Published: 21-01-2020 11:00 | Updated: 21-01-2020 14:13

New opportunity for cancer drug development

After years of research on cell surface receptors called Frizzleds, researchers at Karolinska Institutet provide the proof-of-principle that these receptors are druggable by small molecules. The results, which are published in the scientific journal Nature Communications, open for new strategies to treat different types of cancer.

For more than 20 years Frizzleds (FZDs) have been proposed as suitable therapeutic targets for the treatment of diverse forms of cancer and several other disorders, such as fibrosis and cardiovascular disorders. They belong to the family of G protein-coupled receptors, which are involved in the progress of many diseases and are very common targets for drugs.
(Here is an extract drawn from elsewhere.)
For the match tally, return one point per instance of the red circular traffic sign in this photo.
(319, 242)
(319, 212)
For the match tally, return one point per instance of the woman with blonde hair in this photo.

Large efforts have been undertaken to attack FZDs using therapeutic antibodies and other biopharmaceuticals. It has not previously been possible to design small molecules that would target FZDs pharmacologically. The Schulte laboratory at the Department of Physiology and Pharmacology, Karolinska Institutet, has now repurposed an existing small-molecule drug targeting a related receptor and shown that it can bind to and activate FZDs.

May lead to new cancer treatments

Gunnar Schulte, professor at the Department of Physiology and Pharmacology
Gunnar Schulte. Photo: Stefan Zimmerman

“Our study provides proof-of-principle that it is possible to target FZDs with small molecules,” says Professor Gunnar Schulte, who led the study. “This is a breakthrough laying the basis for development of novel and improved compounds that target FZDs for the treatment of different types of cancer.”

Key to the discovery was on the one hand a basic understanding of FZDs as pharmacological receptors and on the other hand a technical advance in drug screening.

First small molecule that activates Frizzleds

“However, the most important driving force was a clever, translational idea by postdoctoral fellow Pawel Kozielewicz in my lab, who identified the first small molecule that activates a Frizzled receptor,” says Gunnar Schulte. “Furthermore, computer simulations performed by postdoctoral fellow Ainoleena Turku allowed validation of laboratory experiments presenting deep structural insight into receptor-drug interactions.”

The computer simulation shows the interaction between the Frizzled receptor FZD6 (white cartoon) and the drug molecule SAG1.3 (violet spheres). SAG1.3 acts as a so-called partial agonist.

The study was performed in collaboration with colleagues in Germany and Japan. It was financed by several funding bodies, including Karolinska Institutet, the Swedish Research Council, the Swedish Cancer Society, the Novo Nordisk Foundation, Marie Skłodowska‑Curie Actions (FP7), the Wenner-Gren Foundations, and the Olle Engkvist Byggmästare Foundation and relied on access to the Swedish National Infrastructure for Computing. The authors declare no conflict of interest.


“Structural insight into small molecule action on Frizzleds”. Paweł Kozielewicz, Ainoleena Turku, Carl-Fredrik Bowin, Julian Petersen, Jana Valnohova, Maria Consuelo Alonso Cañizal, Yuki Ono, Asuka Inoue, Carsten Hoffmann, Gunnar Schulte. Nature Communications, online 21 January 2020, doi: 10.1038/s41467-019-14149-3.